I donned my (alas, metaphorical) fake glasses and mustache, and headed over to the Horace Williams House, which is also the headquarters for Preservation Chapel Hill, which advocates for the historic districts. Other than lowering the average age of the attendants by about 40 years, I thought I did rather a good job blending in. On my arrival, one neighbor said to me that he hoped I was “there to oppose this Putin-esque regime,” referring to the Housing Choices amendment to allow a few duplexes to be built across town. The meeting was well attended, with 30 or so property owners from the district in attendance.
The meeting took the form of being taught about restrictive covenants and their many purported benefits by a local attorney and historic district resident. In very basic terms, restrictive covenants are an agreement made between property owners that binds not only those folks, but all of their successive owners of that property.
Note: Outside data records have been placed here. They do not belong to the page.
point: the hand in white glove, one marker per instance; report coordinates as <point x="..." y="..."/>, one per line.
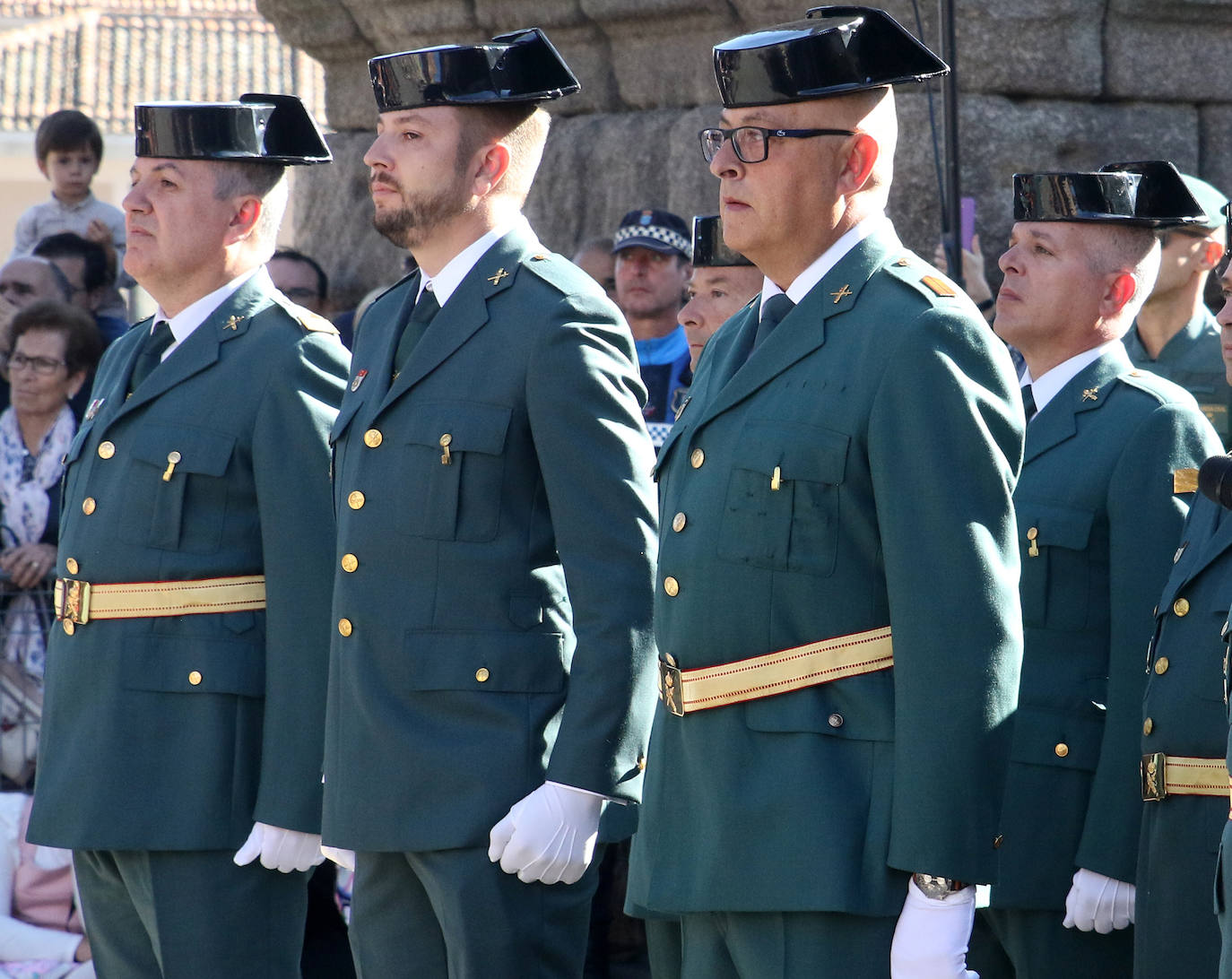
<point x="344" y="859"/>
<point x="549" y="836"/>
<point x="280" y="850"/>
<point x="1100" y="903"/>
<point x="931" y="939"/>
Restrictive covenants have a sticky and unpleasant history in this country, with most restrictive covenants between the 1920s and the 1960s being set up for one purpose: to “restrict the Negro race” from being able to live in white neighborhoods. In full credit, the lawyer leading the meeting disclosed that information at the start of the meeting, and then hurriedly assured the attendees that, although that was what these had been used for in the past, that obviously wasn’t what we would be trying to do, oh no, far from it.
The plan, as the lawyer told us, was to bind all of the properties that they could muster together in a restrictive covenant, which would prevent, amongst other things, any dividing of the lot by any future owner, preventing a single-family lot from being used as anything other than that. The lawyer explained that, although one can’t guarantee this in perpetuity, the restrictive covenant document that was filed when the Tenney Circle properties were originally subdivided would help limit future changes. Essentially, the covenant would auto-renew every 20 years, unless 75 percent of the property owners gave their consent for it to be broken.
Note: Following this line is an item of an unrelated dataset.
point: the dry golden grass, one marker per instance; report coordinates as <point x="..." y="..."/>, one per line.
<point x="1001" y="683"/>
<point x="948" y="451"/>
Let that sink in for a moment.
If a homeowner enters into this covenant, and then decides in three or four years that it was a horrible mistake, there is absolutely no way of escaping the covenant other than convincing 75 percent of the other homeowners who entered into that covenant that they should let you leave. And why would they? After all, in their words, they are “protecting the neighborhood.” It was made very clear that, should you attempt to break this covenant, you would swiftly be sued.
The lawyer opened up the floor to any comments and questions. Well, almost. At one point, a resident who lived in one of the few duplexes already in existence in the district asked whether this covenant would further any of the protections the neighborhood already enjoys by virtue of the Historic District Commission, and its powers to strike down any development which does not comport with the “character of the district.”
Having been begrudgingly advised by the lawyer that, no, this covenant would provide no greater protection than that which already existed, this neighbor started to speak passionately about how living in a duplex has given their children so many more opportunities to play with friends, and had brought so many people who wouldn’t be able to afford it otherwise into the district. It was at this point that the lawyer quite literally shouted this neighbor down, told them that this was not up for discussion, and indeed advised that if they continued they would be removed from the meeting.
At the end of the meeting, there was a general consensus amongst the homeowners that this was indeed the only way to go, and as far as this writer is aware, the plans to enact this covenant are full-steam ahead.
So, in some respects, the people behind Save Chapel Hill have accomplished their mission. None of their homes will be able to be torn down and redeveloped (unless they wait for the mandatory year-long delay in the historic district), they won’t have to have any more neighbors in their community (this wasn’t going to happen anyway), and they’ve successfully bound all of the future owners to this commitment, for ever and ever, Amen.